On the flip side, folks online have recommended some bonkers, dark plot lines—like a school shooting episode, or an episode where Ava starts a fighting ring with students. How do you react to those?
I have to think that those people haven’t seen the show. I hope that what comes out of that is that they watch the show. That’s all there really is to say about it—I hope it gets more people to watch the show and engage with it in the manner that it’s meant to be engaged in.
What are you looking forward to with Season 3?
I’m looking forward to continuing to build out the world of the school. We did some of that this season, with getting a peek into the lives of the other teachers that exist in the background and learning more about the after-school activities that happen or don’t happen and why. [I hope we’ll be] getting to see more of the teachers’ lives after school, because it’s year three of this group being there.
You’re a member of the Writer’s Guild of America (WGA), whose union just voted to authorize a strike if it’s unable to settle on a new contract with studios by May 1. How are you feeling about the possibility of a strike?
I am very proud of the amount of communication that the Guild has done about our messaging and why the fight is important. I’m really proud of how writers have come together to lend support to each other, even though we do know this is a hard thing to be confronted with.

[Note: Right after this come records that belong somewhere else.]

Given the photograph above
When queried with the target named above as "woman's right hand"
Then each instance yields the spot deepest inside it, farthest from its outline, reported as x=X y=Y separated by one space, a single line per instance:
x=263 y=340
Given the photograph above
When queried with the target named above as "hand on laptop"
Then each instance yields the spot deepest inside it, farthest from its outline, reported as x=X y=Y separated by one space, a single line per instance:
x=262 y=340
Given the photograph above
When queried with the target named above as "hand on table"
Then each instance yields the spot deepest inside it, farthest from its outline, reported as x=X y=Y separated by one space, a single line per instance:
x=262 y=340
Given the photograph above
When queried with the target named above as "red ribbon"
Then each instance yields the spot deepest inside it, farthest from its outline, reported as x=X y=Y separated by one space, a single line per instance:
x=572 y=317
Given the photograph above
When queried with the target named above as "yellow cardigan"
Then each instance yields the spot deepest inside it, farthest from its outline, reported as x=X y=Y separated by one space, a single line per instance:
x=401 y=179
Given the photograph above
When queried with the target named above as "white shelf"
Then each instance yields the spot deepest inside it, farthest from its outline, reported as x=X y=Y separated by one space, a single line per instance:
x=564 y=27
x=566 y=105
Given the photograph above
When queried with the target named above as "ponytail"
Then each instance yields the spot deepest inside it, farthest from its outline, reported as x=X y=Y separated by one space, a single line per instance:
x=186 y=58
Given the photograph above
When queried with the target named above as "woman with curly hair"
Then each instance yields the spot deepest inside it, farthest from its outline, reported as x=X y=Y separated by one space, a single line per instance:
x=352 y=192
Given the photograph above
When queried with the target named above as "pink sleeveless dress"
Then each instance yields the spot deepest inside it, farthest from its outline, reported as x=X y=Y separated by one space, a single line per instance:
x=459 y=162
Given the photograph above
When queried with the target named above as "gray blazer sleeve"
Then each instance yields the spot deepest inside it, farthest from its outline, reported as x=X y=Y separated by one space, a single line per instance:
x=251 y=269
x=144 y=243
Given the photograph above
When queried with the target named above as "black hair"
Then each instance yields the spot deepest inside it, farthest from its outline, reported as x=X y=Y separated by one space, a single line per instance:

Nobody wants to go on strike. Nobody wants to stop working. But we’re on the same page: If that’s what it comes to, that’s what it comes to. We have solidarity, and we’re going to fight to get what writers deserve.
How would a strike affect Abbott’s next season?
I’m not sure. It depends on how long the studios are being mean to us. [Laughs] As a room, we work fast. There’s a chance that we get what we deserve, and no one really notices. And there’s a chance that we don’t get what we deserve, and everyone notices. The writers’ room is going to do whatever the Guild is doing as a whole. It’s in the hands of the studios about whether or not people get their Abbott on time.